The Usual Crew are having curry tonight at Cafe All Spice, 7pm (NOT the previously advertised time of 6:30pm). All welcome, BYOB. More details on request.
This last few days, Claire and I have been listening to a hell of a lot of the new Pagan Wanderer Lu album, Build Library Here (Or Else!). And it’s such an impressive album that I’ve decided to write a little about it here, in the hope that some of you who’ve never heard of PWL before will take enough interest that you’ll download a few tracks (or persuade me to pirate some in your general direction), that you might enjoy them and the world will be a happier place. Oh; and so you might actually buy a copy of Build Library Here (Or Else!), ‘cos the artist is a great guy but is somewhat penniless:
Build Library Here (Or Else!) touches upon a combination of things going on both inside the songwriter and in the bigger picture, all put forward through a combination of intelligent lyrics, guitar, keyboard, and electronic/synthesised music. The Ending Makes What Came Before A Story is a slow acoustic piece with a soft chorus, which always reminds me of quite how easy it is to find pattern in something that you want to; whether in superstition or self-confidence. Or perhaps it’s about finding closure in hindsight. Good Christian/Bad Christian is a very danceable electronic affair: “I come to you with plans to be your leader – I come to you sing I’m a believer: Good Christian/Bad Christian… Baghdad can’t tell the difference,” sings PWL, in this politically and religiously fired-up song, challenging the link between state and religion that’s more obvious than ever in our terrorism-fuelled God-fearing Western democracies, with undertones of the association people mistakenly make between religion and morality. Keep The Weather Out is happy and bouncy; telling – on the surface – the story of a young couple buying a house for the first time and “settling down”, and the things that they consider important to making their house a home… with obvious references to tabloid-inspired xenophobia. Claire plays concertina in the background, and a strange synth drum-slapping session two and a half minutes in acts as a reminder that you are still listening to Pagan Wanderer Lu… in case you’d forgotten…

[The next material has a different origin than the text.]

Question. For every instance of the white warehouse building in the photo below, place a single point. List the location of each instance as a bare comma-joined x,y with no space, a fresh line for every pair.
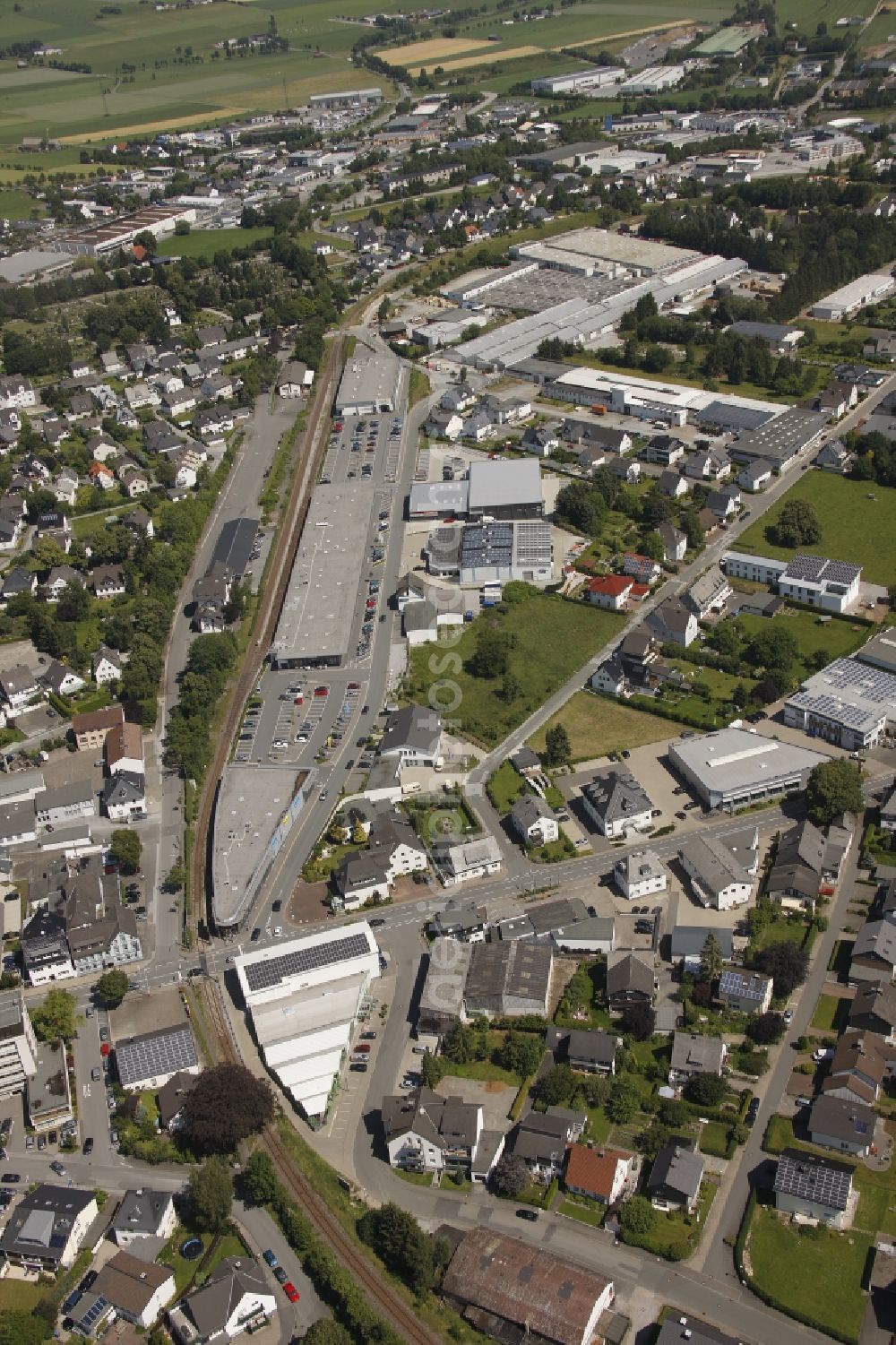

(Sick of) Playing Solo is, as Claire put it, possibly the bluntest, least-subtle Lu song ever. So far as anybody can see, there’re no deeply hidden meanings to go digging for; no clever run-on concepts to trip your brain up on; no second-listen “magic”. It is, essentially, an advertisement: but it’s a really, really good advertisement. Right from the start (and players of The Game will hate the second line) it presents a catchy, listenable tune, with frequent breaches of the fourth wall as the musician makes reference to his absent band and the things he’d love for them to be doing right now – with demonstrations. It’s fascinating to think that, owing to the complexity of the track, we may never see it played live ‘solo’, and the meaning is somewhat lost played with a band. I laughed out loud the first time I heard this song.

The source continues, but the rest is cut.